Ensemble du château du Grand-Châtelet
Forteresse médiévale de Touraine au charme discret, le Grand-Châtelet de Thilouze dévoile ses tours cylindriques du XVe siècle et sa chapelle gothique lovée dans un écrin de douves séculaires.
History
Au cœur du bocage tourangeau, à quelques lieues des grands châteaux de la Loire qui monopolisent les regards, le château du Grand-Châtelet recèle une noblesse tranquille que seuls les initiés savent reconnaître. Niché dans la commune de Thilouze, ce manoir fortifié incarne l'architecture seigneuriale de la Touraine médiévale dans toute son authenticité, loin des restaurations spectaculaires et des foules qui envahissent les sites voisins. Ce qui rend le Grand-Châtelet véritablement singulier, c'est cette superposition lisible de deux époques architecturales : le corps de logis quadrangulaire du XVe siècle, flanqué de ses quatre tours d'angle cylindriques héritées de la tradition défensive médiévale, contraste subtilement avec le reparement soigné en moyen appareil du XVIe siècle qui habille les façades nord et les tours septentrionales. On y lit, dans la pierre même, le passage d'une société guerrière vers une aristocratie soucieuse de raffinement. La chapelle occidentale constitue sans doute le joyau architectural de l'ensemble. Contiguë au château, cette petite nef voûtée sur croisée d'ogives à moulures prismatiques témoigne d'un art gothique flamboyant d'une rare élégance pour un édifice de cette échelle.

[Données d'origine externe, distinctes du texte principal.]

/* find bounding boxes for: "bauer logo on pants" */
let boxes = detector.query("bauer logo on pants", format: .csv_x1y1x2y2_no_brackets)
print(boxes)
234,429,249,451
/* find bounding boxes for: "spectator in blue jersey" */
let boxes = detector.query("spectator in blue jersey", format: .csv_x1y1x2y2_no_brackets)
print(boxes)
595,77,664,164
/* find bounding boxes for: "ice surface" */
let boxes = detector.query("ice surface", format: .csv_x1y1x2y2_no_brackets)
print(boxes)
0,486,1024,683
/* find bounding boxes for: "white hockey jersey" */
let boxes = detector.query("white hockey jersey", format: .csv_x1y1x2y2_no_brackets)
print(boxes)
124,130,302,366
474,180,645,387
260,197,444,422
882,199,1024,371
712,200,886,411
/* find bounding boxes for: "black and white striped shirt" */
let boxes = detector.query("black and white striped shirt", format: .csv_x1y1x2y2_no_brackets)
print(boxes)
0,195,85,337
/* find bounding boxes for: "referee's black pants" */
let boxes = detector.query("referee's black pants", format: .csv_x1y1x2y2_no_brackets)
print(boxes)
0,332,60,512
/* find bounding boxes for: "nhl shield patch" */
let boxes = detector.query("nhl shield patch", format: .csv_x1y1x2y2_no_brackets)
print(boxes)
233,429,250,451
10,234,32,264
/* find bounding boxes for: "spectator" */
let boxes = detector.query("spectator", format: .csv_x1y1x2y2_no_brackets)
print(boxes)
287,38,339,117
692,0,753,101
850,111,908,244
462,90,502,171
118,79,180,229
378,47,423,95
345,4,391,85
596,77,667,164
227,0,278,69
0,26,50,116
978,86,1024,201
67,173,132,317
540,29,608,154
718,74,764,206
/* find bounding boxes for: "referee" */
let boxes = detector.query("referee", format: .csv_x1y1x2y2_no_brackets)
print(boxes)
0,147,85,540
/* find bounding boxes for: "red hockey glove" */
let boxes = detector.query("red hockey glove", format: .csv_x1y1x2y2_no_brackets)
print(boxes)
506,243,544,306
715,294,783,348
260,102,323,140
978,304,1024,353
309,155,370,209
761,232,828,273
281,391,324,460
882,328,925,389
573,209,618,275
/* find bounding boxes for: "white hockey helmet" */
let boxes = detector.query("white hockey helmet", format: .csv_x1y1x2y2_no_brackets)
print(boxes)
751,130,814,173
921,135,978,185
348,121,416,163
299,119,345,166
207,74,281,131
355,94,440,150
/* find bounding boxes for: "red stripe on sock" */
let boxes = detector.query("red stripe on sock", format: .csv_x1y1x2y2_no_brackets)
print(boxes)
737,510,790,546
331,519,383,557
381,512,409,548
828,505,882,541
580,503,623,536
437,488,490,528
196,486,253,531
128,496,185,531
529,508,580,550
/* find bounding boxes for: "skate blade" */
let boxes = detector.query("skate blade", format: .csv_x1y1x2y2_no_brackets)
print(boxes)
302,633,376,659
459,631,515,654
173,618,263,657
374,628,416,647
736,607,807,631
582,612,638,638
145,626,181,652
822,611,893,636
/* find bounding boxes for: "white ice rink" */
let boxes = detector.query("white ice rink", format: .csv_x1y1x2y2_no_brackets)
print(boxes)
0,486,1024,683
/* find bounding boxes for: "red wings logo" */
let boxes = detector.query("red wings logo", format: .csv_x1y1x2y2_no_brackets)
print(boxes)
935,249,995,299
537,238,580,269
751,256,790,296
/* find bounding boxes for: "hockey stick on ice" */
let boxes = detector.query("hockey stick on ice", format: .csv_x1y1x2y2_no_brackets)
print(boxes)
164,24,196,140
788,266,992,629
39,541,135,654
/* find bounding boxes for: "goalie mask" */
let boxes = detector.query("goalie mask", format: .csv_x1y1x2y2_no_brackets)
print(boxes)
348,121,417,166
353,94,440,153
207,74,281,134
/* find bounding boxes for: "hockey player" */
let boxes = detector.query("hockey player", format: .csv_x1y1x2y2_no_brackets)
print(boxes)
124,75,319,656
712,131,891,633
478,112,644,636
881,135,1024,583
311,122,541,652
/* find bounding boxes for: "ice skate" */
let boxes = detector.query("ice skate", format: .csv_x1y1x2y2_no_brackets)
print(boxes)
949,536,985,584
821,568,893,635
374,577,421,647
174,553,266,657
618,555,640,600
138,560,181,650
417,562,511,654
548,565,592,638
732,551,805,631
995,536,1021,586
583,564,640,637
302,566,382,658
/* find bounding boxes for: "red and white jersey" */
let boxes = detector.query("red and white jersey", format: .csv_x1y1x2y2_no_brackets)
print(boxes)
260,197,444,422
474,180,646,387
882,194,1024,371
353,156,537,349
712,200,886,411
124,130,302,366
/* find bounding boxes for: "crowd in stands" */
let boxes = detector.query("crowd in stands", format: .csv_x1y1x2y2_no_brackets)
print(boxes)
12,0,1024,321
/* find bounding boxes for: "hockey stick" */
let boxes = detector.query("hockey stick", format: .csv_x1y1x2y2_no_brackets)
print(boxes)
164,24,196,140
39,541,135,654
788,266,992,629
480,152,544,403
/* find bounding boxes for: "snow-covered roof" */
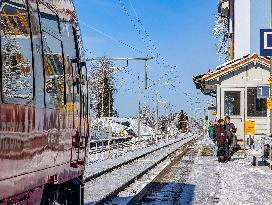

Les lignes vives des nervures prismatiques, caractéristiques du gothique tardif tourangeau, confèrent à l'espace une légèreté presque paradoxale. Le visiteur qui franchit l'emplacement de l'ancien pont-levis — aujourd'hui disparu mais dont la porte en plein cintre subsiste — est immédiatement saisi par le silence des douves encore en eau. Ce fossé défensif intact, vestige de l'enceinte originelle dont les courtines ont depuis longtemps été absorbées par le paysage, entoure le château d'un miroir liquide qui magnifie la silhouette du logis aux heures dorées. Le Grand-Châtelet s'adresse avant tout aux amateurs de patrimoine authentique et aux photographes en quête de compositions sans artifice. Sa relative méconnaissance en fait un terrain idéal pour qui souhaite s'imprégner de l'histoire féodale de la Touraine loin des circuits balisés, dans un cadre préservé où le temps semble avoir suspendu son vol quelque part entre le Moyen Âge et la Renaissance.
Architecture
Le Grand-Châtelet s'organise selon un plan quadrangulaire rigoureux, typique des logis fortifiés de la fin du Moyen Âge. Le corps de bâtiment rectangulaire est flanqué à chacun de ses quatre angles d'une tour cylindrique en saillie, dispositif qui permettait à la fois de surveiller les courtines et d'offrir des positions de tir en écharpe. La tour sud-est se distingue de ses consœurs par l'aménagement d'un escalier en vis de pierre — cage hélicoïdale caractéristique de l'architecture résidentielle médiévale — qui desservait les différents niveaux du logis. L'ensemble repose sur un tuffeau local, cette pierre calcaire blanche et poreuse qui donne aux châteaux de la Loire leur teinte lumineuse si reconnaissable, particulièrement visible sur les façades nord reparementées au XVIe siècle en moyen appareil régulier. La porte d'entrée en plein cintre, axée sur la façade nord, conserve le souvenir du pont-levis qui la précédait et qui enjambait les douves encore en eau aujourd'hui. Cet accès monumental constitue la limite entre l'espace défensif et l'espace résidentiel, matérialisant dans la pierre la double fonction du château. Les douves, fossé défensif ceinturant l'édifice, représentent le vestige le plus tangible de l'enceinte extérieure dont les courtines ont disparu. La chapelle, accolée à l'angle occidental du château, offre un contrepoint raffiné à la sobriété militaire du logis. Sa nef unique est couverte d'une voûte sur croisée d'ogives dont les nervures à moulures prismatiques — section en forme de prisme plutôt que de tore — témoignent de l'influence du gothique flamboyant tardif tourangeau, un vocabulaire formel que l'on retrouve dans plusieurs édifices religieux de la vallée de la Loire contemporains. Cet espace liturgique privé, destiné aux seigneurs du lieu et à leur maisonnée, allie une économie de moyens remarquable à une qualité d'exécution qui dénote une maîtrise accomplie des métiers du bâtiment locaux.